Having begun as a painter, Toledo now works in the currently favored genre of assemblage. Always juxtaposing materials of the most contrasting sensuous qualities, his handsome constructions still display a painter’s fondness for the visual properties of his materials. Suspended within the parallelepiped steel-pipe frame of Detener (To contain, 1993) are six baggy, latex receptacles that overflow with water, fed by an unceasing stream. High-wattage lamps, mounted near the resulting pools’ surfaces, spotlight the fluid undulations visible through the latex, thus fulfilling a definite, yet obscure, function in the mechanism.
Conjoining the antipodal qualities of solidity, malleability, and fluidity in his machinations, Toledo alludes to the physical makeup of living organisms, and suggests that artworks too have a life of their own. Rastra (Trace, 1993) incarnates this idea by dripping muddy waterfrom an elaborated copper-pipe system on long, tilted runways of canvas stretched over wooden supports and tin canals.
Like an alchemist seeking to create vital wholes, Toledo relies on the inherent force of his allegorizing materials. Here, elegant design underscores wholeness as harmonious form. But notwithstanding their pleasing cohesiveness, these artifactual bodies remain too self-absorbed in their recurring internal functions to bother shedding their metaphorical load on the spectator–esthetic vitality does not amount to “beautiful bionics.”

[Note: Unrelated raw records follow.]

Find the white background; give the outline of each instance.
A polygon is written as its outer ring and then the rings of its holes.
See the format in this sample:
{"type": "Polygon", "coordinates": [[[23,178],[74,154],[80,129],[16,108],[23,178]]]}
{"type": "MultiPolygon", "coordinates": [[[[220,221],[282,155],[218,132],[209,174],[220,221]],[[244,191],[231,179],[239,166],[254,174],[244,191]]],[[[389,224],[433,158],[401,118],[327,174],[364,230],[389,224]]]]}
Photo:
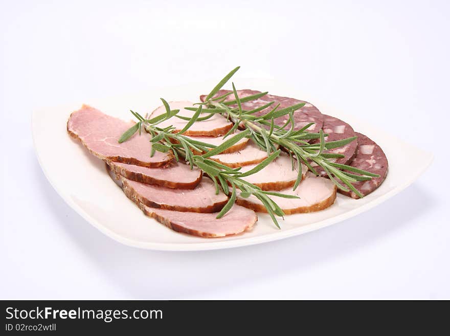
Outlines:
{"type": "Polygon", "coordinates": [[[448,2],[164,2],[0,0],[0,298],[450,299],[448,2]],[[237,65],[370,120],[434,162],[332,227],[189,253],[112,240],[44,176],[34,109],[219,79],[237,65]]]}

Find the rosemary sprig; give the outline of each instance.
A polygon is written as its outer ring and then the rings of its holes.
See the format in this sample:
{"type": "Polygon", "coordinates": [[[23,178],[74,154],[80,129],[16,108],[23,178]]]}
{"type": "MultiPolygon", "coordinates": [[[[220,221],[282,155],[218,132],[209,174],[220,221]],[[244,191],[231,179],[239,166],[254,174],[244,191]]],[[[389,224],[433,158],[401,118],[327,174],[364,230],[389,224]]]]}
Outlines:
{"type": "Polygon", "coordinates": [[[292,160],[292,169],[295,167],[294,160],[298,161],[298,167],[299,169],[298,178],[294,186],[294,190],[301,181],[301,163],[305,164],[309,170],[317,174],[310,164],[311,162],[313,162],[323,168],[330,180],[338,188],[343,190],[348,191],[347,188],[340,183],[341,181],[359,197],[362,197],[363,195],[352,185],[351,183],[370,180],[372,177],[378,175],[350,166],[333,162],[329,159],[342,158],[344,155],[324,152],[324,150],[345,146],[354,140],[356,137],[326,142],[325,141],[325,137],[328,135],[324,133],[322,130],[319,133],[310,133],[306,131],[313,124],[312,123],[300,129],[295,130],[294,113],[301,108],[304,103],[297,104],[279,109],[278,108],[280,104],[278,104],[266,114],[259,116],[255,114],[271,107],[274,102],[268,103],[251,110],[242,109],[242,103],[257,99],[267,94],[267,92],[240,98],[233,83],[232,92],[227,93],[220,97],[214,97],[239,68],[239,67],[237,67],[233,69],[227,74],[206,96],[205,102],[194,104],[198,105],[198,107],[185,107],[186,109],[194,111],[194,115],[191,118],[177,116],[179,110],[171,110],[169,104],[162,98],[161,100],[165,107],[166,113],[151,119],[146,119],[139,114],[131,111],[138,121],[122,135],[119,142],[126,141],[138,130],[140,134],[143,126],[145,130],[152,136],[150,140],[152,145],[151,155],[153,156],[155,151],[166,152],[171,150],[177,161],[181,158],[189,163],[191,168],[196,166],[203,170],[204,173],[214,182],[216,193],[218,193],[221,189],[226,194],[230,196],[228,203],[218,213],[217,218],[220,218],[230,210],[236,201],[237,193],[239,192],[241,197],[246,198],[253,195],[259,199],[266,208],[272,220],[280,228],[276,216],[283,217],[284,213],[281,208],[268,196],[288,198],[299,197],[292,195],[262,190],[259,187],[247,182],[242,177],[254,174],[263,169],[280,154],[280,147],[289,154],[292,160]],[[226,102],[227,97],[232,94],[234,95],[235,99],[226,102]],[[236,107],[234,105],[236,105],[236,107]],[[202,114],[207,115],[200,117],[202,114]],[[219,146],[195,140],[183,135],[195,122],[207,120],[216,114],[220,114],[234,123],[234,125],[227,132],[224,138],[231,136],[238,127],[243,127],[244,130],[230,138],[219,146]],[[284,116],[288,117],[288,120],[284,125],[281,126],[276,125],[274,119],[284,116]],[[175,128],[171,126],[165,128],[158,127],[159,124],[173,117],[188,121],[181,131],[176,132],[175,128]],[[231,168],[209,159],[214,155],[226,150],[244,137],[250,138],[267,153],[267,158],[253,169],[242,173],[240,171],[240,167],[231,168]],[[309,144],[306,141],[313,139],[320,139],[319,143],[309,144]],[[194,151],[204,154],[195,154],[194,151]],[[359,175],[349,172],[356,173],[359,175]]]}
{"type": "MultiPolygon", "coordinates": [[[[305,125],[300,129],[295,130],[294,113],[302,107],[304,105],[304,103],[280,109],[278,109],[279,106],[278,104],[263,116],[256,116],[254,114],[262,110],[264,108],[269,107],[273,105],[273,102],[253,110],[243,110],[242,108],[242,102],[257,99],[267,93],[259,93],[240,99],[234,83],[232,84],[232,86],[234,100],[225,102],[223,100],[217,101],[213,99],[214,95],[237,70],[238,68],[234,69],[226,76],[207,96],[203,104],[207,107],[208,112],[214,113],[214,110],[216,109],[217,113],[220,113],[231,120],[235,125],[239,125],[240,127],[250,131],[251,138],[260,147],[266,151],[268,154],[273,152],[277,148],[280,147],[283,148],[289,153],[292,160],[295,159],[298,162],[298,167],[300,169],[298,177],[294,186],[294,190],[298,187],[301,181],[301,163],[305,164],[309,170],[316,175],[318,174],[317,172],[310,163],[313,162],[324,169],[330,179],[340,189],[348,191],[350,189],[358,196],[363,197],[363,195],[351,184],[352,183],[370,180],[372,177],[378,177],[379,175],[365,170],[357,169],[347,165],[337,164],[329,160],[342,158],[344,155],[342,154],[324,153],[324,150],[345,146],[354,140],[356,137],[338,141],[326,142],[324,138],[328,135],[324,133],[321,129],[318,133],[309,133],[306,131],[308,127],[312,124],[312,123],[305,125]],[[233,105],[237,105],[237,107],[233,107],[233,105]],[[288,117],[285,124],[281,126],[275,125],[274,119],[283,116],[287,116],[288,117]],[[268,132],[266,128],[269,127],[269,130],[268,132]],[[319,143],[309,144],[305,141],[312,139],[319,139],[319,143]],[[348,171],[356,172],[359,175],[352,174],[348,171]],[[343,186],[340,181],[347,187],[343,186]],[[347,189],[347,187],[349,189],[347,189]]],[[[228,96],[226,96],[226,97],[228,96]]],[[[189,109],[189,107],[187,108],[189,109]]],[[[294,167],[292,161],[292,167],[294,167]]]]}
{"type": "Polygon", "coordinates": [[[253,195],[256,197],[267,209],[267,212],[275,225],[280,228],[276,216],[283,217],[284,213],[281,208],[268,195],[275,195],[279,197],[296,198],[299,198],[292,195],[285,195],[281,193],[265,191],[254,184],[247,182],[242,177],[258,172],[273,161],[280,154],[280,150],[276,150],[271,153],[266,159],[259,163],[252,169],[245,172],[240,171],[241,167],[231,168],[227,166],[218,163],[210,159],[211,156],[219,154],[235,145],[244,137],[250,136],[251,131],[245,130],[230,137],[218,146],[208,144],[195,140],[183,135],[189,128],[200,118],[203,107],[202,104],[195,108],[195,113],[185,127],[181,131],[175,132],[175,128],[172,126],[165,128],[159,127],[158,125],[176,116],[178,110],[171,110],[169,104],[162,98],[161,100],[166,107],[166,113],[152,119],[144,118],[139,113],[131,111],[133,115],[138,119],[138,122],[125,131],[119,139],[119,142],[123,142],[133,136],[138,129],[144,127],[150,133],[152,138],[151,155],[153,155],[155,151],[167,152],[171,150],[177,161],[183,159],[190,165],[191,167],[197,167],[201,169],[204,174],[211,178],[216,187],[216,193],[218,193],[221,189],[223,192],[230,196],[230,198],[225,206],[217,214],[217,218],[223,216],[231,209],[236,201],[237,193],[241,196],[248,197],[253,195]],[[204,152],[202,155],[197,155],[195,152],[204,152]],[[230,186],[231,190],[230,190],[230,186]]]}

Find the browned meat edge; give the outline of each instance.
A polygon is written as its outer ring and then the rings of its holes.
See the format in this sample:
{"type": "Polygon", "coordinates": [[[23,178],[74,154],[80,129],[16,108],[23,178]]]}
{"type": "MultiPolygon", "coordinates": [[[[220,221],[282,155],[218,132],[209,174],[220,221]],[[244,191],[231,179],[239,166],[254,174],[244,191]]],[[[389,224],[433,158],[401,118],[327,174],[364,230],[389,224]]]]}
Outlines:
{"type": "Polygon", "coordinates": [[[149,176],[147,176],[142,174],[141,173],[137,173],[133,171],[129,171],[122,167],[118,167],[112,165],[110,166],[107,161],[105,163],[110,169],[124,177],[126,177],[128,180],[133,181],[137,181],[142,183],[147,183],[148,184],[156,185],[162,187],[166,187],[166,188],[176,188],[178,189],[193,189],[201,181],[203,176],[202,171],[199,175],[198,178],[191,183],[184,183],[182,182],[174,182],[173,181],[168,181],[165,180],[158,180],[149,176]]]}

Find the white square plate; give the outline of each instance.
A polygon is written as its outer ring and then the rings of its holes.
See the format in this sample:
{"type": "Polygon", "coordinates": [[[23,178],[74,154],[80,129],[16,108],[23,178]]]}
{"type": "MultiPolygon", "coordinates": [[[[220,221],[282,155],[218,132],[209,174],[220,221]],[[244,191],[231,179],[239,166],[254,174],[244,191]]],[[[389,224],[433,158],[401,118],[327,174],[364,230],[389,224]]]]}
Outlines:
{"type": "MultiPolygon", "coordinates": [[[[318,212],[287,216],[277,229],[268,215],[258,214],[252,231],[243,234],[218,238],[203,238],[178,233],[144,215],[122,192],[106,173],[105,165],[68,135],[66,123],[70,113],[85,103],[104,113],[131,119],[130,109],[142,114],[161,105],[160,97],[167,100],[197,101],[214,83],[158,88],[151,92],[109,99],[51,107],[33,115],[34,146],[42,170],[50,183],[76,211],[102,232],[124,244],[138,248],[168,251],[213,250],[251,245],[281,239],[337,223],[368,210],[388,199],[411,184],[433,160],[433,155],[409,145],[394,137],[375,129],[368,122],[339,110],[312,101],[320,110],[341,118],[355,130],[378,144],[389,163],[388,177],[374,192],[354,200],[339,194],[334,204],[318,212]],[[420,160],[417,159],[420,158],[420,160]]],[[[308,97],[274,81],[239,79],[239,87],[269,90],[274,94],[308,97]]],[[[63,225],[61,223],[61,225],[63,225]]]]}

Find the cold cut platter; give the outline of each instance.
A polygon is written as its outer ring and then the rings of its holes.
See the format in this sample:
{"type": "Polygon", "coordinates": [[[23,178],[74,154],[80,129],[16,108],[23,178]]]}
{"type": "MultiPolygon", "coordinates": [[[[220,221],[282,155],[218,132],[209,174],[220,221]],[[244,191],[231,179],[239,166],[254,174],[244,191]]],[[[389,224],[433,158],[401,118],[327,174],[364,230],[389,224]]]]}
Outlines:
{"type": "Polygon", "coordinates": [[[238,69],[213,88],[155,88],[36,111],[33,139],[44,173],[113,238],[186,251],[337,222],[397,193],[431,162],[370,122],[279,83],[230,85],[238,69]],[[169,99],[159,104],[163,95],[169,99]]]}

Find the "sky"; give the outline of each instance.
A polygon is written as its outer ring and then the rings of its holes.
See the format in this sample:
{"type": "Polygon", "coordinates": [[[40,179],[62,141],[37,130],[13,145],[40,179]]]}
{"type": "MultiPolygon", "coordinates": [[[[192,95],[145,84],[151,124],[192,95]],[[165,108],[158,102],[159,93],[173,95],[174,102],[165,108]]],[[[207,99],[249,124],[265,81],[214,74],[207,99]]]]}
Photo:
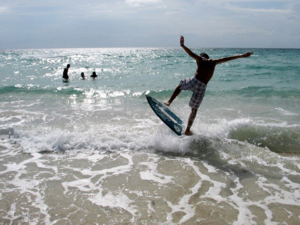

Toledo’s most ambitious undertakings remain haunted by the lyrical poetics plaguing Mexican creativity, which foster the misconception that an artwork’s meaning amounts to whatever it symbolizes. Shown in an adjacent space, Consumidor (Consumer, 1992-93) augurs the overcoming of such a notion. This hanging assemblage is an elongated sticks-and-wire armature about six feet long, shaped somewhat like a haphazardly assembled model submarine. Inside it, a miniature steam engine propels a miniflashlight around an elliptical path. The flashlight projects shadows of the irregular structure onto the darkened room walls, depicting how the continuously oncoming pattern of the structure would look to us if we shrank into the moving flashlight. As our attention alternates between this kinetic contraption and the surrounding light show, we are lured into discovering the bizarre plausibility of some utterly mechanical, nonconscious “seeing. “Consumidor shrewdly engages our natural disposition to put ourselves in the place of others through finding (or imagining) affinities with them. Thus, it becomes more like anorganism, effectively articulating the correspondence of the artwork with living bodies. As Consumidor demonstrates, vitality–political, philosophical, and esthetic–turns out to be a function of interacting with the world, rather than of isolated physico-chemical or high-flying poetic processes.